Unified Concept Editing in Diffusion Models

Authors: Rohit Gandikota, Hadas Orgad, Yonatan Belinkov, Joanna Materzyńska, David Bau

Abstract: Text-to-image models suffer from various safety issues that may limit their suitability for deployment. Previous methods have separately addressed individual issues of bias, copyright, and offensive content in text-to-image models. However, in the real world, all of these issues appear simultaneously in the same model. We present a method that tackles all issues with a single approach. Our method, Unified Concept Editing (UCE), edits the model without training using a closed-form solution, and scales seamlessly to concurrent edits on text-conditional diffusion models. We demonstrate scalable simultaneous debiasing, style erasure, and content moderation by editing text-to-image projections, and we present extensive experiments demonstrating improved efficacy and scalability over prior work. Our code is available at unified.baulab.info

What, Why and How

Here is a summary of the key points from this paper:

\textbf{What}: The paper introduces a new method called Unified Concept Editing (UCE) to modify text-to-image diffusion models to address issues like bias, copyright, and offensive content.
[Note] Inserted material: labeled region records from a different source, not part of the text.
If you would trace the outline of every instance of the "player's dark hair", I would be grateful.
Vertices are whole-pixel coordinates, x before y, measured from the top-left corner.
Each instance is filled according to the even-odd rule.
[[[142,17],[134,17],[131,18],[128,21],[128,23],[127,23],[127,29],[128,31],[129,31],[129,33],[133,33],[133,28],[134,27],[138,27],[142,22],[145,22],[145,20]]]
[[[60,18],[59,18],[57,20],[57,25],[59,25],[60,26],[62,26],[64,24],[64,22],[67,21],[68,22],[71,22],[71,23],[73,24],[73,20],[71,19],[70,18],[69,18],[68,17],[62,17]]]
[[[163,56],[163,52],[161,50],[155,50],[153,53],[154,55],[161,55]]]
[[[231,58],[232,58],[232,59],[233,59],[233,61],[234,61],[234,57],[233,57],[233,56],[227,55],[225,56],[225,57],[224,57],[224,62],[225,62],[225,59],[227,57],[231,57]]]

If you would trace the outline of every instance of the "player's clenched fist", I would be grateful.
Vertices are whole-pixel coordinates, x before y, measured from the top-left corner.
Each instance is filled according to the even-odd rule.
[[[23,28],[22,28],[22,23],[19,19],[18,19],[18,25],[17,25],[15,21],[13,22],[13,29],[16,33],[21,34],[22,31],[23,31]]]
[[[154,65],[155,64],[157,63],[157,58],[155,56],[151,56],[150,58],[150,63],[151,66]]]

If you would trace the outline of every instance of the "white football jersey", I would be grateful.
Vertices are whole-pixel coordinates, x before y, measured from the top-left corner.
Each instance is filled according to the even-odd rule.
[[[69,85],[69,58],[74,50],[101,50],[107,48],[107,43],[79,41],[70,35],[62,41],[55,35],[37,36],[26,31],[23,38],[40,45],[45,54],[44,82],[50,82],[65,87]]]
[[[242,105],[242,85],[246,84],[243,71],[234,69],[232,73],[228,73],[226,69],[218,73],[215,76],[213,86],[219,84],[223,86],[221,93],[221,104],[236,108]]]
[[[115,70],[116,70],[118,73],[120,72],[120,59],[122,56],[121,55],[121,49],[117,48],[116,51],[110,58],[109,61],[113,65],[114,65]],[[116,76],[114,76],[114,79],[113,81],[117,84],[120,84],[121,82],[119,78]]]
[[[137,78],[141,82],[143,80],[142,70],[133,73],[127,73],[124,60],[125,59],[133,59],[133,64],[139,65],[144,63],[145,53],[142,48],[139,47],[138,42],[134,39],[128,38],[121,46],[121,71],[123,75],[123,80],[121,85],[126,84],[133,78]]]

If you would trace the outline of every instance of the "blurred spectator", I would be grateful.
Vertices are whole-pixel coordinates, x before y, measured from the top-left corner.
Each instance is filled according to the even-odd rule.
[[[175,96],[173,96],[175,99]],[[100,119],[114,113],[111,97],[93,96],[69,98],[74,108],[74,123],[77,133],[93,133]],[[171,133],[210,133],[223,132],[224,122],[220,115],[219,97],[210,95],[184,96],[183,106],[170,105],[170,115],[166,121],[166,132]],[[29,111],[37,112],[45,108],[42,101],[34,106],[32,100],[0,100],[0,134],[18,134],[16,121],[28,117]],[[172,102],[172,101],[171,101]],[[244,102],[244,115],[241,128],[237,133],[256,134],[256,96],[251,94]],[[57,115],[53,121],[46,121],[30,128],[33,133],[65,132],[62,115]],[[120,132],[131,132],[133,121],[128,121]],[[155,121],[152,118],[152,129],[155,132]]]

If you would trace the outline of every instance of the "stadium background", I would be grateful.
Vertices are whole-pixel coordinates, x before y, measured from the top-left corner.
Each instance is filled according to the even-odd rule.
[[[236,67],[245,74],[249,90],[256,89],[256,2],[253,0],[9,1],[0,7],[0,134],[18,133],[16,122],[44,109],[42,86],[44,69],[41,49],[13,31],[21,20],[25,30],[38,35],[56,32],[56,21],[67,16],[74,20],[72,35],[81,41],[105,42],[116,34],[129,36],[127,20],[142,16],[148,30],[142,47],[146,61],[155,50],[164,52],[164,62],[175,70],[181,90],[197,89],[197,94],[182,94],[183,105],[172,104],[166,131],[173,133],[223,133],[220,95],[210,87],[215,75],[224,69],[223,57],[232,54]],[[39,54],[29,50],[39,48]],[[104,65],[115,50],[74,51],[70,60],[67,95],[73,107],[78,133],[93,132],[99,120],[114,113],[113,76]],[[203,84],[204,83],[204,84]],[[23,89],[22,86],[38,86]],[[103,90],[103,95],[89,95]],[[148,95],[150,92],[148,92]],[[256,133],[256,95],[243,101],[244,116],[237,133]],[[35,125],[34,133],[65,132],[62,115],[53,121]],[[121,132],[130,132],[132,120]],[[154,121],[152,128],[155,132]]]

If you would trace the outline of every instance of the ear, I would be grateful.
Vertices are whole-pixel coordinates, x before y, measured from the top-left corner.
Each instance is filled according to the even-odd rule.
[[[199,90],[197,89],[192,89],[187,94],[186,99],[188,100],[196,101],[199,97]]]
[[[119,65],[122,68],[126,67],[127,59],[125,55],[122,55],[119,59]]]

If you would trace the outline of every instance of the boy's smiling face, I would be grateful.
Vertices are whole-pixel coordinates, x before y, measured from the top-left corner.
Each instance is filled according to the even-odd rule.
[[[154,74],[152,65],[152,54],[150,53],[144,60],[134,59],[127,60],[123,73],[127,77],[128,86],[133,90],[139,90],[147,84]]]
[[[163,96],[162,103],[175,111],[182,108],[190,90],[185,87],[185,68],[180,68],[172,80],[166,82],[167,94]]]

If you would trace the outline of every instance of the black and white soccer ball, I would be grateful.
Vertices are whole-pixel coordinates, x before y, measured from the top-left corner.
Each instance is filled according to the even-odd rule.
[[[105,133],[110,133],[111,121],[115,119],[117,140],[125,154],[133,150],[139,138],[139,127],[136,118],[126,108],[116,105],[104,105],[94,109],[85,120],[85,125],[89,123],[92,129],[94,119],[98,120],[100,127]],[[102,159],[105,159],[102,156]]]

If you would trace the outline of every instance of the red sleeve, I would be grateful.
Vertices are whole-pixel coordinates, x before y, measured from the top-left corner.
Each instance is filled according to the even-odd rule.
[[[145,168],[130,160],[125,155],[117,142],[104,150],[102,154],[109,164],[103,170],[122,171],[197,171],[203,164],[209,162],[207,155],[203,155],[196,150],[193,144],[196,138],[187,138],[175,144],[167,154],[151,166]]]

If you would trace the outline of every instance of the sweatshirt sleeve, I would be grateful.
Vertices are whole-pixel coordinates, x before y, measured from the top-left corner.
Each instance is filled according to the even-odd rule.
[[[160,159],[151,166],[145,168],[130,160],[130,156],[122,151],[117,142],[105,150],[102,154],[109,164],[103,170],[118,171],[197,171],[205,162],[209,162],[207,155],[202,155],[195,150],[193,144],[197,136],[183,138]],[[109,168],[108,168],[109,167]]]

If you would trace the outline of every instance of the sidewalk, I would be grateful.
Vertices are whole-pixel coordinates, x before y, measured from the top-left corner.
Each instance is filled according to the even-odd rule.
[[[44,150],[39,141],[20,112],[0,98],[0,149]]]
\textbf{Why}: Existing methods tackle these issues separately, but in real-world deployments they appear together in the same model. UCE provides a unified approach to handle all these problems concurrently through closed-form editing of model parameters.

\textbf{How}:

  • UCE modifies the text-image alignment in diffusion models by changing the cross-attention weights using a closed-form solution. This avoids expensive retraining.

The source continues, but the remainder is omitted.